Griechenland-Drama wieder aufgeschoben
20. Februar 2017Bundesfinanzminister Wolfgang Schäuble hat schon seit Tagen versucht, den Topf vom Feuer zu nehmen und das Gerede von einer erneuten "Grexit"-Gefahr für Unsinn erklärt. Er gehe davon aus, "dass die Institutionen eine gemeinsame Position haben (…), damit es zu einem Ergebnis kommt", sagte er in Brüssel. Was Schäuble da etwas kryptisch anspricht ist der seit Wochen wieder aufgeflammte Streit zwischen Internationalem Währungsfonds (IWF) und den europäischen Gläubigern über die Schuldentragfähigkeit Griechenlands. Schon nach ein paar Stunden war das Drama wieder einmal abgewendet und Brüssel zeigte sich einig.
Mehr Reformen
Die Lösung des Dilemmas sieht zunächst einfach aus: Vertreter der vier Institutionen - drei von der EU und IWF - fahren schon in der nächsten Woche wieder nach Griechenland, um dort mit der Regierung '"ein weiteres Paket von tiefgreifenden Reformen" zu vereinbaren, wie Eurogruppen-Chef Jeroen Dijsselbloem erklärt. Dabei solle es um die Arbeitsmarkt, Steuer- und Rentenreformen aus dem Rettungsprogramm gehen.

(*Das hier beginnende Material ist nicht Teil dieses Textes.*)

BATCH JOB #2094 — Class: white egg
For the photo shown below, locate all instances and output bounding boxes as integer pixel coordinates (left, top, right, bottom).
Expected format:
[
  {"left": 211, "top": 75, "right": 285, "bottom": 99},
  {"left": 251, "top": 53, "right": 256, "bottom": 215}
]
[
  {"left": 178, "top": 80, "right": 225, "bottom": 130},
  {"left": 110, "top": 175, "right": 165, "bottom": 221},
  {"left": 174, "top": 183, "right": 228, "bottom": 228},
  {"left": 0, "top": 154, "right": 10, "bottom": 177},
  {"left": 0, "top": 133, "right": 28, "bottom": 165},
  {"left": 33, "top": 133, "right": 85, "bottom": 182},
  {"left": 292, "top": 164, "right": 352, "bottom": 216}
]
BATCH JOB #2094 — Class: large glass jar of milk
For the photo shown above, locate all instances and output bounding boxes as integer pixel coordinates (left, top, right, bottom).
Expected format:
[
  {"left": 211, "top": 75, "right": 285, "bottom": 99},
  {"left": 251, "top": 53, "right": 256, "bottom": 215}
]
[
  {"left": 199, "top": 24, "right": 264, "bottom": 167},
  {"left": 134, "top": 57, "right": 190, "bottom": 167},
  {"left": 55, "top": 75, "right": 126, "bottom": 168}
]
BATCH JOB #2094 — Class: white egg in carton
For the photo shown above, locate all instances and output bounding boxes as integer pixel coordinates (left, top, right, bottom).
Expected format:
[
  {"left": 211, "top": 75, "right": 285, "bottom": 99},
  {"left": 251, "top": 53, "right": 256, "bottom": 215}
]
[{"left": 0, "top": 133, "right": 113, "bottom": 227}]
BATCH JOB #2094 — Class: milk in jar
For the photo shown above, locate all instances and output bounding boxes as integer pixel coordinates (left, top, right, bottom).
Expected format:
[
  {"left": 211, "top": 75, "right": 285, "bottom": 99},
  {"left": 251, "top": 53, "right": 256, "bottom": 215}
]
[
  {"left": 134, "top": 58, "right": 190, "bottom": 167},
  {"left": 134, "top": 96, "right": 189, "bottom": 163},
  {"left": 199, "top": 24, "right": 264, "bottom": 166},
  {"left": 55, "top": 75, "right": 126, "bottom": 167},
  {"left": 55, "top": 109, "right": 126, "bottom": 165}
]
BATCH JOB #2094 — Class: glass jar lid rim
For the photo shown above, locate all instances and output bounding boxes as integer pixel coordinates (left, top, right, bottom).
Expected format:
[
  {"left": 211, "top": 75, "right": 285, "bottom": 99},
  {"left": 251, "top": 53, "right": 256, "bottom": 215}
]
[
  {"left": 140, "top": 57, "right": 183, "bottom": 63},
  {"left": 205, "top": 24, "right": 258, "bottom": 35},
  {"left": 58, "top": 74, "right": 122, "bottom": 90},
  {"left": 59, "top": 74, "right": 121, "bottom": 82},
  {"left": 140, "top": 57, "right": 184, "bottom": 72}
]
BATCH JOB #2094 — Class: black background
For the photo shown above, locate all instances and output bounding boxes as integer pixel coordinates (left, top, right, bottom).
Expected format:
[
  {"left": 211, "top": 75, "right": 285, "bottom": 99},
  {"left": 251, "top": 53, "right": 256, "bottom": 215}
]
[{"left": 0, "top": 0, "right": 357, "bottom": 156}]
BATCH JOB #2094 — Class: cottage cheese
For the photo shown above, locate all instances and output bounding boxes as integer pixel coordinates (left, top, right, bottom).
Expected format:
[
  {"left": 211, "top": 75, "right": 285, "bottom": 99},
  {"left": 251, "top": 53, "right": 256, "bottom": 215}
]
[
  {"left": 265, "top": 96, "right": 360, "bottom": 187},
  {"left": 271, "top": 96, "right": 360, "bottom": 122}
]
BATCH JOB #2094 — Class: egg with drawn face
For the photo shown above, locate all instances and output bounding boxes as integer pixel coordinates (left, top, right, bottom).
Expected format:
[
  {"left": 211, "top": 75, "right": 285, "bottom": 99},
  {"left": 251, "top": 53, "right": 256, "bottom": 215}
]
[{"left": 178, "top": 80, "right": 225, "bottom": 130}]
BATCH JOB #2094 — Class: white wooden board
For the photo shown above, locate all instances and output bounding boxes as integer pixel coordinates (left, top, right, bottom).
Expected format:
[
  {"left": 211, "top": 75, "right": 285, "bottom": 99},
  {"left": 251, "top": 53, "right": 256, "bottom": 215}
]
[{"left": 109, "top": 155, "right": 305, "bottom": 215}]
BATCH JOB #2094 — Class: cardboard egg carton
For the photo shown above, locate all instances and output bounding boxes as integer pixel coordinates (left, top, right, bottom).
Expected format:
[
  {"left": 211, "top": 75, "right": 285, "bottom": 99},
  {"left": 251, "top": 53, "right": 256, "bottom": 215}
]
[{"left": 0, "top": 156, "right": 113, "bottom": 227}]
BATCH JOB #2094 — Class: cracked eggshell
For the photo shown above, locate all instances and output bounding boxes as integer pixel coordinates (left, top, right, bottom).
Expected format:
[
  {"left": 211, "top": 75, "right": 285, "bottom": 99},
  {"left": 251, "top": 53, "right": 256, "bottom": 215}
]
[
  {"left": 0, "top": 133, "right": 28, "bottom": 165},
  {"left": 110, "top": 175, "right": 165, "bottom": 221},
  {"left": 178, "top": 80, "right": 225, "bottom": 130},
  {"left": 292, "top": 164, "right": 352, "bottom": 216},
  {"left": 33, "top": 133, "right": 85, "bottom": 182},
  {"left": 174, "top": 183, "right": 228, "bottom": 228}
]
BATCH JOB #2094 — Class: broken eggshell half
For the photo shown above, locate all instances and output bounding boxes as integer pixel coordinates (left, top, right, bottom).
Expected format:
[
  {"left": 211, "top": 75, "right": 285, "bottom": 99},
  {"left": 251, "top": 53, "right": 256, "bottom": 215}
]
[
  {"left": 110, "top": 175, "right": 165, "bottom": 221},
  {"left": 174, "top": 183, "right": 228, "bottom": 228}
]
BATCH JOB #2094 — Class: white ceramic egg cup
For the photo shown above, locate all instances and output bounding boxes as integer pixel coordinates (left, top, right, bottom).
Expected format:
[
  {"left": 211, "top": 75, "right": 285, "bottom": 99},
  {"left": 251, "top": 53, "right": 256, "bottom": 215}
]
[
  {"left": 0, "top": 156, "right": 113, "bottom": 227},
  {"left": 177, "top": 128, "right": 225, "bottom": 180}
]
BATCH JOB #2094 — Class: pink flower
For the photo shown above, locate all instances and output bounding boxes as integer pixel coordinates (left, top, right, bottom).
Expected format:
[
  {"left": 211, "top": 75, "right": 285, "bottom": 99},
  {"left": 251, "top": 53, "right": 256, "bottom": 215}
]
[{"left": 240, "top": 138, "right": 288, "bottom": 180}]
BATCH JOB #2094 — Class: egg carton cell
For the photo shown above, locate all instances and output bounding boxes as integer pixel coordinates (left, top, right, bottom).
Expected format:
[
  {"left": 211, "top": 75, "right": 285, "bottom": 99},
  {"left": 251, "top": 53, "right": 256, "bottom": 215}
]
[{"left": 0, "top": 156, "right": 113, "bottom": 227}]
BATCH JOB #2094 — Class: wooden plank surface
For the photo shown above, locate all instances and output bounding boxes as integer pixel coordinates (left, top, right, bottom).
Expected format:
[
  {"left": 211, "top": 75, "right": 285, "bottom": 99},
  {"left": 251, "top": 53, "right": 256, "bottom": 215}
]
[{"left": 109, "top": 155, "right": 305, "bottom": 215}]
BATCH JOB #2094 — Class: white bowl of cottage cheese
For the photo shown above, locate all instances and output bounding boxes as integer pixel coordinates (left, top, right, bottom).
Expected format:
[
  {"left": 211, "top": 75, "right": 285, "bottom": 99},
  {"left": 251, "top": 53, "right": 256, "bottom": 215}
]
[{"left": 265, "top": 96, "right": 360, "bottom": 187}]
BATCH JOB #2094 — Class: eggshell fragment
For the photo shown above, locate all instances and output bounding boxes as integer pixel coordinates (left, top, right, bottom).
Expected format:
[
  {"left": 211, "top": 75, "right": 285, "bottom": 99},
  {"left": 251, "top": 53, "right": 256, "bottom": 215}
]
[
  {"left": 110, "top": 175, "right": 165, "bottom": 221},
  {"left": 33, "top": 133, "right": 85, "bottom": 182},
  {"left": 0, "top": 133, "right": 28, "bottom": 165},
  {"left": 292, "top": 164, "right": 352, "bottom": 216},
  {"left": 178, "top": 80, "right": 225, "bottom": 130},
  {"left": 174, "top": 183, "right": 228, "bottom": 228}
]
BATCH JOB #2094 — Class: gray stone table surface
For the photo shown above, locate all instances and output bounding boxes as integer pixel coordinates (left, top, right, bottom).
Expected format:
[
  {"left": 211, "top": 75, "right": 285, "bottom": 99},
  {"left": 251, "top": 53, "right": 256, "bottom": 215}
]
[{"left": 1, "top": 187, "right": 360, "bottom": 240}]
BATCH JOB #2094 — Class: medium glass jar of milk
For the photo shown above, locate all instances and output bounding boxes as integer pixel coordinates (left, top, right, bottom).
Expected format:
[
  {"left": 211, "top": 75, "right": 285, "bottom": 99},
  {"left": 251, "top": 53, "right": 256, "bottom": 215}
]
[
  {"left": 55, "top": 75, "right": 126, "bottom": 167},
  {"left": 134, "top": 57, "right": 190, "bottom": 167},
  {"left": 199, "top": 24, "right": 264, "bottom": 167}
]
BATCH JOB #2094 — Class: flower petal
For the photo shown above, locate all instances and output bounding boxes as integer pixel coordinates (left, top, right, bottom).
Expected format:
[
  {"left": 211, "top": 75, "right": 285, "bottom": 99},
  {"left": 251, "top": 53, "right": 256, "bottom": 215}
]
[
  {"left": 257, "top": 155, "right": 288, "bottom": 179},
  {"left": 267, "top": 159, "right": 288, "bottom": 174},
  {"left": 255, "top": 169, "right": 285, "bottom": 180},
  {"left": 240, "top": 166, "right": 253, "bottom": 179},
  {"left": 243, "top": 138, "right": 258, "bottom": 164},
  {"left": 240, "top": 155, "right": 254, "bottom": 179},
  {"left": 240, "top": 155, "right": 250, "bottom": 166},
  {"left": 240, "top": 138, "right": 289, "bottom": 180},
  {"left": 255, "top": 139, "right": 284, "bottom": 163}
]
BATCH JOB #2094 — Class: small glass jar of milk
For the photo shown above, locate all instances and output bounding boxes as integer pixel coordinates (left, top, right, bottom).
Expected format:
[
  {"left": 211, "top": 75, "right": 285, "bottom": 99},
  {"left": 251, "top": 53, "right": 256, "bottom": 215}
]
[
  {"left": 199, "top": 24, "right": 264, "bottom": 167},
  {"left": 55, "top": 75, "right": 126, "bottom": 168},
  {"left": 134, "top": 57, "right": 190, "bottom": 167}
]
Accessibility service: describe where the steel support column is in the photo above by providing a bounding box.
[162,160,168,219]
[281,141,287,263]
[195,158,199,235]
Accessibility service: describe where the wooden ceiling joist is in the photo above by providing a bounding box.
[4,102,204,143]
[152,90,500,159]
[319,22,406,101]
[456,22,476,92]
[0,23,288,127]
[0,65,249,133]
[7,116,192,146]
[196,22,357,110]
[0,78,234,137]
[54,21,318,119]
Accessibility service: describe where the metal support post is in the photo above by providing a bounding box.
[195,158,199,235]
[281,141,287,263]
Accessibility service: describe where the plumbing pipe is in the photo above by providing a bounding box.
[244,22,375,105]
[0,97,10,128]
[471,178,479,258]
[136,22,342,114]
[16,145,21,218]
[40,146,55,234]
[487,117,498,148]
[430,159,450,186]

"Griechenland soll vom Sparen umsteuern zu strukturellen Reformen", fügt Dijsselbloem zur Erklärung an. Und damit unterläuft er gleich die trotzige Erklärung der griechischen Seite, die nach dem Treffen schwor, es werde "nicht einen Euro mehr an Einsparungen" geben. Dazu erklärte die Eurogruppe, dass etwa eine Umstrukturierung des Arbeitsmarktes nach europäischen Standards zu mehr Beschäftigung führen und damit auch finanzieller Spielraum für Athen entstehen könne.
Außerdem verweisen die Finanzminister einmal mehr auf Geld und Expertise der EU-Kommission, die bereit sei, Athen bei einem aktiven Arbeitsmarkt Programm zu helfen. Damit ließe sich kurzfristig die Arbeitslosigkeit senken und natürlich die Stimmung in der Bevölkerung verbessern. Das ist alles alter Wein in neuen Schläuchen - aber offenbar muss es in Athen immer wieder zu einer dramatischen Zuspitzung kommen, bis Zusagen aus dem Programm umgesetzt werden.
Eine win-win Strategie
Im Prinzip könnte man so mehrere Fliegen mit einer Klappe schlagen: Man kann dem IWF die Möglichkeit geben, an eine nachhaltig verbesserte Wirtschaftslage in Griechenland zu glauben. Das hätte Einfluss auf die umstrittene Schuldentragfähigkeit. Man nimmt Alexis Tsipras das Totschlagargument, die "europäisch verordnete Sparpolitik" schnüre dem Land den Atem ab.
Die nächste Tranche des Milliardenprogrammes könnte ausgezahlt und ein politisches Desaster namens "Grexit" verhindert werden. Und schließlich kann das Griechen-Drama aus den Wahlkämpfen in den Niederlanden und in Frankreich heraus gehalten werden, wenn das Problem vorläufig wieder auf Expertenebene verhandelt wird. Vor allem aber wird die Debatte über einen Schuldenerlass in die Zukunft verschoben. Es ist eine win-win Strategie, wenn sie klappt und Tsipras endlich mehr von den versprochenen Reformen liefert.
Das Timing ist wichtig
"Es gibt kein Liquiditätsproblem in Griechenland", sagt Jeroen Dijsselbloem. Man habe ausreichend Zeit, bis im Juli eine Zahlung von rund sieben Milliarden Euro in Athen fällig wird. Vielleicht könne man die Gespräche, das Reformpaket und die zweite Überprüfung bis zum Eurogruppen-Treffen Ende April abschließen. Selbst wenn das nicht gelingt, sei immer noch genug Zeit bis zum Sommer.
Zwar spricht auch der Eurogruppen-Chef von der Notwendigkeit, dass wieder Vertrauen in die griechische Wirtschaft entstehen müsse. "Ziel ist, dass Athen so bald wie möglich an den Finanzmarkt zurückkehren kann", fügt EU-Währungskommissar Pierre Moscovici hinzu. Aber alle wissen, dass Griechenland so weit noch nicht ist.
Stattdessen wurde wieder einmal enormer Druck aufgebaut, um Bewegung im schleppenden griechischen Reformprozess zu erzeugen. Und Bundesfinanzminister Wolfgang Schäuble beharrt darauf, dass der IWF sich am weiteren Griechenland-Programm beteiligt - vor allem auch, damit dieser Druck aufrecht erhalten bleibt.